О себе… | страница 56



Но до крещения с ним произошла довольно неприятная история. Он без конца читал какие–то лекции, о чем–то говорил, без конца делился своими идеями. Это делать он умел, в лагере поднаторел. Но многие считали его провокатором. И когда там нашли подлинного провокатора, то было постановлено, что убить его должен Феликс — потому что тогда он докажет, что он сам не стукач. И убить он должен ножом. Это ужасно, потому что убить человека ножом неспециалисту довольно трудно, топором гораздо легче. И вот — он должен был убить его ножом. Это был очень жесткий приговор, и у Феликса, как рассказывал Натансон, выхода не было: либо он порешит этого человека, либо его порешат. Он убил этого провокатора — ему дали второй срок. Мало того, потом он образовал какую–то группу — группа была раскрыта. Как уверяет Натансон (я этого ничего не знаю), Феликс давал какие–то показания… В общем, Натансон изображал его в виде некоего Ставрогина или еще кого–то в этом роде, который всех их совращал — молодежь зеленую — и всех их губил; он представил Карелина как человека страшного, демонического, виновного тысячу и один раз.

Теперь у меня сразу возникла проблема: если Феликс пришел ко мне как провокатор, зачем он мне привел потом этого Левку Натансона, который все это рассказал? Очевидно, здесь была полная искренность. Или он думал, что Левка не проговорится? На каком основании — ведь он его даже не предупреждал? И через некоторое время я Феликсу прямо сказал: «Лева рассказывал о вашем таком… богатом прошлом…» Он сказал: «Ну, вы сами понимаете, что я не мог вам всего этого рассказать сразу, потому что, подумайте, — я бы пришел и сказал: я бывший стукач и убийца». Тут мне крыть было нечем. Действительно, он был прав с ног до головы: если бы человек пришел и так отрекомендовался, то, при всем моем «либерализме», я бы его, конечно, как–то принял, — но с величайшим трудом, признаться. Мне бы это стоило больших усилий, и мне было бы трудно погасить в себе шевелящиеся сомнения. Так что здесь он меня убедил. И, в общем, я в конце концов так и думал — что это было искренне.
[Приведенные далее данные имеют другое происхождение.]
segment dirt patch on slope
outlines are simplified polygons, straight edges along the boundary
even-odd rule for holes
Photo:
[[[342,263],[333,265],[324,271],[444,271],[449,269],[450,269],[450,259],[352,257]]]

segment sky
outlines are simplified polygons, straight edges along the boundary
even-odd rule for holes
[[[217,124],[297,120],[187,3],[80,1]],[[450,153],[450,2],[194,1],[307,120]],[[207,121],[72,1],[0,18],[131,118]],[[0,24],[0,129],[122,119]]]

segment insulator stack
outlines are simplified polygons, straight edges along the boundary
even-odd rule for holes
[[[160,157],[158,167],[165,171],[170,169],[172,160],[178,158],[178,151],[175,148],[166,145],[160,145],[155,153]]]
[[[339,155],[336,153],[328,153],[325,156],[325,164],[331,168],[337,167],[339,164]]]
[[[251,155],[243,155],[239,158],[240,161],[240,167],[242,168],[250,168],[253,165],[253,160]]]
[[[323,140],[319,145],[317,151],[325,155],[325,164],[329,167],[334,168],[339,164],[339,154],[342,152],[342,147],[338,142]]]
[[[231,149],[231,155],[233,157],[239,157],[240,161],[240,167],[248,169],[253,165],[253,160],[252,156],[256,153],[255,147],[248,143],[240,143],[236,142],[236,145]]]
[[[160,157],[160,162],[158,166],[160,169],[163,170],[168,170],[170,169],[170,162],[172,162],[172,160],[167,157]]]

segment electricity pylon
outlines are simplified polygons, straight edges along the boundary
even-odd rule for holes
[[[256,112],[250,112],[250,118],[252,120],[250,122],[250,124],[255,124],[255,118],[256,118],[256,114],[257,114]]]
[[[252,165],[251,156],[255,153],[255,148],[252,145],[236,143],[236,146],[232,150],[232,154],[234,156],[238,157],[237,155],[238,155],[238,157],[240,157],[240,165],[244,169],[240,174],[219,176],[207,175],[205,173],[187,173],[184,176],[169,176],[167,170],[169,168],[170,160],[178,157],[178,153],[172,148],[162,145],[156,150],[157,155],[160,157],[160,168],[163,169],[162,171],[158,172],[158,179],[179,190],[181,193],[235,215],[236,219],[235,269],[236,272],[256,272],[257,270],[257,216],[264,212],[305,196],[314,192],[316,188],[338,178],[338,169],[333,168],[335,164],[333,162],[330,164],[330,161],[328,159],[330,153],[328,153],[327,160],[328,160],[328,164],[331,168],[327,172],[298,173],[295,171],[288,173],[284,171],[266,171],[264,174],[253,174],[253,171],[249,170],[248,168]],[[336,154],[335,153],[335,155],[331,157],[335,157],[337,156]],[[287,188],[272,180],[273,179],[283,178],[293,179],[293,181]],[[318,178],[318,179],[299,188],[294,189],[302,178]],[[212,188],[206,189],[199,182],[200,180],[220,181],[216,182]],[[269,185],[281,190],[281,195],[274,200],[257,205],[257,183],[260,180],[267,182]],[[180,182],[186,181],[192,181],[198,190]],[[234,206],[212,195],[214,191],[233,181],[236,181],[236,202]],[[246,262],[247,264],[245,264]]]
Впоследствии я о Карелине много слышал от людей, сидевших с ним в лагере. Рассказывали о его пророчествах: он там высчитывал по книге Даниила конец света. Все это получалось у него довольно талантливо, и для людей малоосведомленных это было потрясающе. Я помню, как ко мне приехал один из бывших студентов, с которыми я учился, и просил, чтобы Феликс при мне рассказал всю эту историю. Друг мой был поражен — у него прямо рот открылся. Я–то, признаться, ни во что это не верил, потому что я знал, что книга Даниила — это совсем другое, и Апокалипсис — это совсем другое, и вся эта библейская алхимия, которая им преподносилась, была мне нипочем. Но Глеб был просто в стопроцентном восторге; некоторые дамы записывали за ним. Но как–то потом это все не получилось. Эшлиман его терпеть не мог, признаться.